Avoiding delicious candy is going to be the hardest part of the holiday for me, which makes me much like most dogs. This is the number one most dangerous thing about Halloween for our pets. To them, it seems as if you are placing bowls of candy on the counter/table/porch just for them. If you have one of those animals that seems to magically appear in out of reach places when there is food, commit to hiding the candy in cupboards and buying non-chocolate (and non-raisin) varieties. While it is never good for pets to ingest a 5-pound bag of candy, buying candy without chocolate at least decreases the possibility that it will be fatal. If you have dogs, chocolate covered raisins should never be anywhere near them. This is a double dose of toxic compounds that people often gravitate towards as “healthy” alternatives.

It is also important to speak with children and make sure they understand the consequences of leaving candy out. It can be difficult to understand that something so good and they can eat without trouble can be deadly to a pet. Most children (especially if there are more than one) are happy to find a hiding spot for their loot. If they are allowed to keep the candy in their rooms, help search for a closeted area or drawer. If you keep the candy to ration out, make sure that they understand that none of it may ever be accessible to the pets. Do not underestimate our cats; while not as silly as dogs they have been known to partake in fun-sized chocolates as well.

If your animals do get into the candy, especially chocolate, call your veterinarian immediately. When we are able to intervene quickly before the chocolate starts to become absorbed, pets have a better chance of survival. Each pet reacts differently to chocolate, but it can cause everything from vomiting and diarrhea to seizures and kidney failure. The higher the percentage of cocoa the more deadly, but pets can have serious effects from just a small amount.

Another important consideration for Halloween is the number of visitors to your house. Some dogs are delighted by all the new guests, but many become anxious at the never-ending parade of terrifying creatures ringing the doorbell. The costumes can be frightening for pets, and it is hard for them to understand why there are swords being brandished at them. This may be a big variable this year that we don’t have to worry about, but if you are in a high traffic area and masked enough to feel safe this might include your house.

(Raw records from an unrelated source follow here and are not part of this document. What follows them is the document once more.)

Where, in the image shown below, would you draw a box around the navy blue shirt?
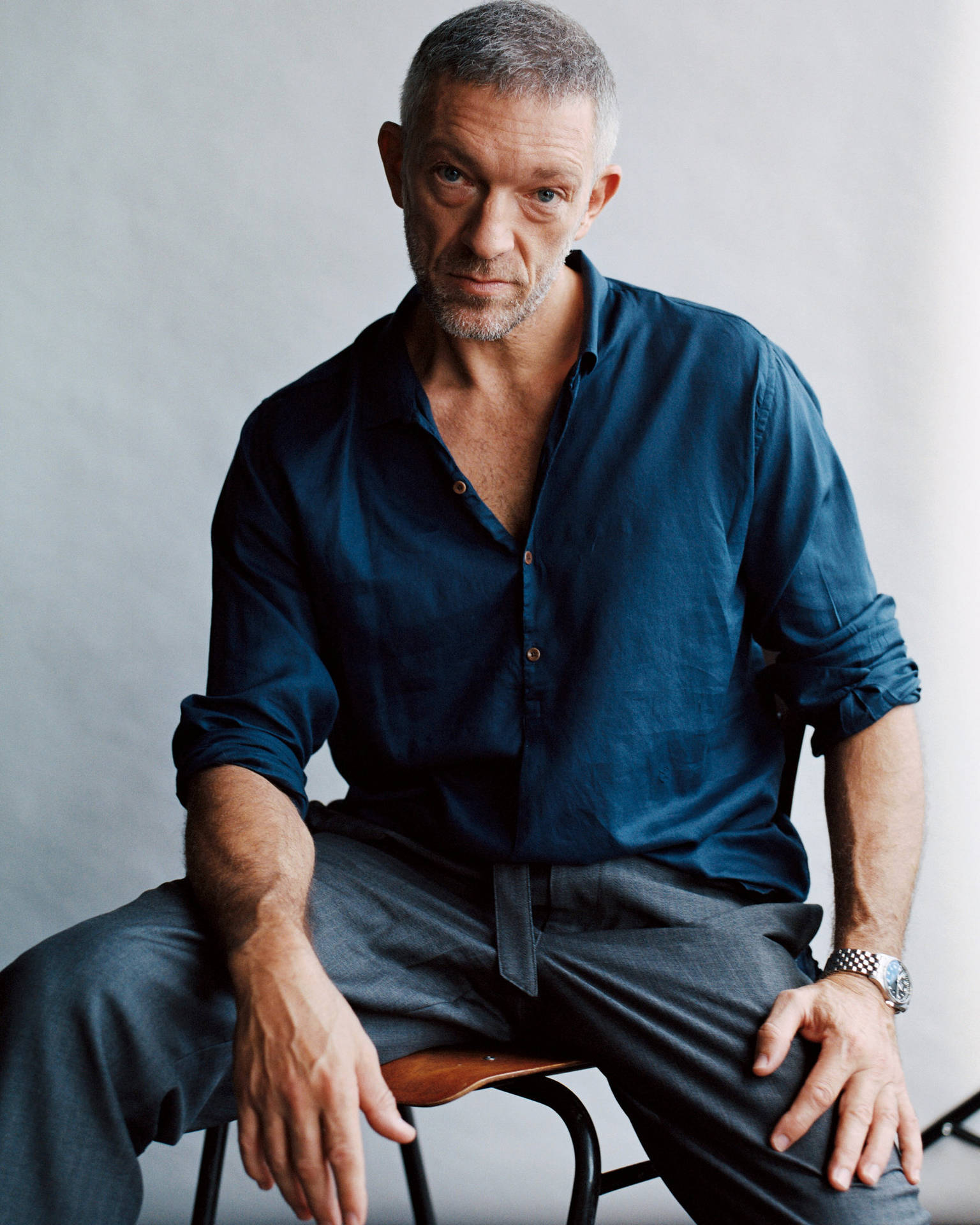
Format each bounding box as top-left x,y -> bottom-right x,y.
174,253 -> 919,898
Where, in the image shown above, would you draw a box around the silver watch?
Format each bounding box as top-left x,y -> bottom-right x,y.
823,948 -> 911,1012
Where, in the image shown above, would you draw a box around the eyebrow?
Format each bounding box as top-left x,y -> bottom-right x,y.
422,137 -> 584,181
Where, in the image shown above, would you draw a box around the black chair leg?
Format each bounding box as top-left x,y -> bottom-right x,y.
493,1076 -> 603,1225
191,1124 -> 228,1225
923,1093 -> 980,1148
398,1106 -> 436,1225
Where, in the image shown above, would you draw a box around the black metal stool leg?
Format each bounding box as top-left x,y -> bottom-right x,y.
398,1106 -> 436,1225
502,1076 -> 603,1225
191,1124 -> 228,1225
923,1093 -> 980,1148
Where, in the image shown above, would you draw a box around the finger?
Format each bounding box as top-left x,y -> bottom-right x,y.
323,1099 -> 368,1225
262,1115 -> 313,1221
771,1044 -> 854,1153
827,1072 -> 882,1191
898,1085 -> 923,1185
858,1084 -> 898,1187
237,1106 -> 276,1191
289,1113 -> 342,1225
358,1052 -> 415,1144
752,988 -> 806,1076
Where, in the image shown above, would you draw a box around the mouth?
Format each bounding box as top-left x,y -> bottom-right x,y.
449,272 -> 514,298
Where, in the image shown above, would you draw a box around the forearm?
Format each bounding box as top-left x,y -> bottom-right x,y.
185,766 -> 314,960
824,706 -> 924,957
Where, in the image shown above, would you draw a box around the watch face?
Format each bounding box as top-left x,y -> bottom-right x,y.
884,958 -> 911,1004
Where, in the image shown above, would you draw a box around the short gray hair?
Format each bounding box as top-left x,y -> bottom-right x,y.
402,0 -> 619,174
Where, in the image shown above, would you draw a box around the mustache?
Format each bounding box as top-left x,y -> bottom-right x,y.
438,255 -> 527,285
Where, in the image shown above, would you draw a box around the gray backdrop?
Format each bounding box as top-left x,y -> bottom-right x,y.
0,0 -> 980,1225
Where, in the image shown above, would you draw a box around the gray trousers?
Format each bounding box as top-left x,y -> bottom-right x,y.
0,806 -> 928,1225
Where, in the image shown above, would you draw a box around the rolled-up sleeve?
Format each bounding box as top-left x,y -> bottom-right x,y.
173,409 -> 337,812
743,346 -> 919,755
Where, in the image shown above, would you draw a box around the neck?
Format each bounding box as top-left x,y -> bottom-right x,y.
406,265 -> 584,389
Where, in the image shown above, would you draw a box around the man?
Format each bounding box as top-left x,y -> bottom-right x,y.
0,0 -> 926,1225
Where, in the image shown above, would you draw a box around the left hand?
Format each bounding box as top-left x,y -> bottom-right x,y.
752,974 -> 923,1191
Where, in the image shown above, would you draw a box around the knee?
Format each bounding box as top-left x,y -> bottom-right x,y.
0,919 -> 150,1037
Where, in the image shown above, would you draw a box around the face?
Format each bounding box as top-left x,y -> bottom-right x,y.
378,82 -> 619,341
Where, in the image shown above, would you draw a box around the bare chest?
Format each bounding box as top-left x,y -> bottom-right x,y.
430,389 -> 558,539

Indoor cats should be kept closed in a back room because the constant opening of the door can provide a dangerous situation. It is difficult to pay attention to the animals while looking at costumes and handing out candy. If your dog is sensitive to commotion or unnerved by the ghouls visiting, it is best to keep them in another part of the house as well. If the doorbell is a trigger, simply place a sign outside asking visitors to knock instead. Similar to treat training dogs, it seems that people follow directions very well when they have a candy reward waiting.

Unfortunately, if you have black cats it is still a good idea to keep them indoors if possible around Halloween. As much as I don’t like to believe it, there are still a handful of unreliable people here and there.

Luckily it is easy to keep pets safe while still enjoying the candy and humiliation of pet costumes. Simply be mindful of how this holiday appears from the eyes of your pet, and always watch the candy.